Think about West Midlands Railway, which tells a passenger they are on the regional network serving Birmingham and the wider West Midlands, part of a co-branded integrated transport network for the West Midlands alongside buses and trains - all using the same diamonds logo. The DfT hasn’t got the power to scrap the London Overground roundel; should it scrap the West Midlands Railway diamonds, just because it can?
Think about LNER, a brand with genuine warmth and a clear inter-city promise on the East Coast Main Line. Long term, maybe that should be a rejuvenated Intercity brand - but it’s absurd for LNER to carry the same brand as the former c2c.
Brand architecture and organisational structure are different things
I want to be very clear about something, because this point is very easily misunderstood.
This is not an argument about organisational structure.
Integrating track and train makes a great deal of sense. Doing that integration on a regional basis also makes a great deal of sense.

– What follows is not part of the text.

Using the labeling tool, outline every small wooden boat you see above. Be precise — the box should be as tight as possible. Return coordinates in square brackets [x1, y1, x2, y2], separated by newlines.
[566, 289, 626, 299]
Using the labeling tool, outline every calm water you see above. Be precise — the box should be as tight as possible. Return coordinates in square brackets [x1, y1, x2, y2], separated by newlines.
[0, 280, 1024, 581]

The reason the Secretary of State's words filled me with horror is that they revealed an underlying assumption: that the customer-facing branding has to reflect the way the organisation is run.
Go to any commercially successful consumer business and you will find that the opposite is true.

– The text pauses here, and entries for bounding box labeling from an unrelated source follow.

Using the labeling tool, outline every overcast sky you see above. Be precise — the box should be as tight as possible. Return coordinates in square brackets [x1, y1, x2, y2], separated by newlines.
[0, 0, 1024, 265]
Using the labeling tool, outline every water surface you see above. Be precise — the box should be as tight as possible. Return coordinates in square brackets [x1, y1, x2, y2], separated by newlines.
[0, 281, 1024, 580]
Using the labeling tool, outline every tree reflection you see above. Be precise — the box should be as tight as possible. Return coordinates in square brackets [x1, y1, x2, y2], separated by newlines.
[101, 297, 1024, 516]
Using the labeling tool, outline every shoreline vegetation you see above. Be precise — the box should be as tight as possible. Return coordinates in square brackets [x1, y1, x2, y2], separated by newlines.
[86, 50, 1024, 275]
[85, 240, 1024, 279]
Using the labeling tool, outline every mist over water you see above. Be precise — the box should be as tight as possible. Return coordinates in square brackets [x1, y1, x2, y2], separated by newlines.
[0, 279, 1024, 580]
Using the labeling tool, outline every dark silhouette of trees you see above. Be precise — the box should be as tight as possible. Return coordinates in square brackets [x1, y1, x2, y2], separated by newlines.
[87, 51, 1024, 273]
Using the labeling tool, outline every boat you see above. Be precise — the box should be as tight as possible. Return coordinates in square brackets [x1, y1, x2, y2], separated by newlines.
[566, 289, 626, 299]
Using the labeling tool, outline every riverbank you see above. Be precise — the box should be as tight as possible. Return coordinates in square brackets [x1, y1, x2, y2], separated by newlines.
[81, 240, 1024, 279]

Successful businesses deliberately keep their brand architecture and their organisational structure separate, because the two things are doing different jobs.
Unilever is organised internally around manufacturing categories and supply chains, and the customer never sees any of it. What the customer sees is Marmite, Magnum, Dove and Hellmann's, each a distinct brand with its own promise. The way the company is organised on the inside bears no resemblance to the way it presents itself on the outside. Just imagine if they organised their brands by which factory produced which product. That would be mental, right? Should we do that? Really?…
Well, we’re about to.
The Volkswagen Group runs Volkswagen, Audi, Škoda, SEAT and Porsche as separate brands with separate promises, while sharing platforms, factories and engineering underneath. A great deal of what sits beneath an Audi and a Škoda is common. The customer neither knows nor cares, because the brands are built around what the customer wants, while the engineering is organised around what is efficient to build.
The railway can do that too. Indeed, it should.
If we decide that customers would benefit from being able to deal with an inter-city business, and a Thameslink, and a West Midlands Railway, that does not require GBR to be organised along those lines. The brand architecture can follow the customer's journey while the organisation follows the logic of efficient delivery. These are separate decisions, and they should be taken separately.
The thing that is missing
GBR has an emerging organisational structure.
What it urgently needs, and does not yet appear to have, is a brand strategy.
Yet the trains are already being painted.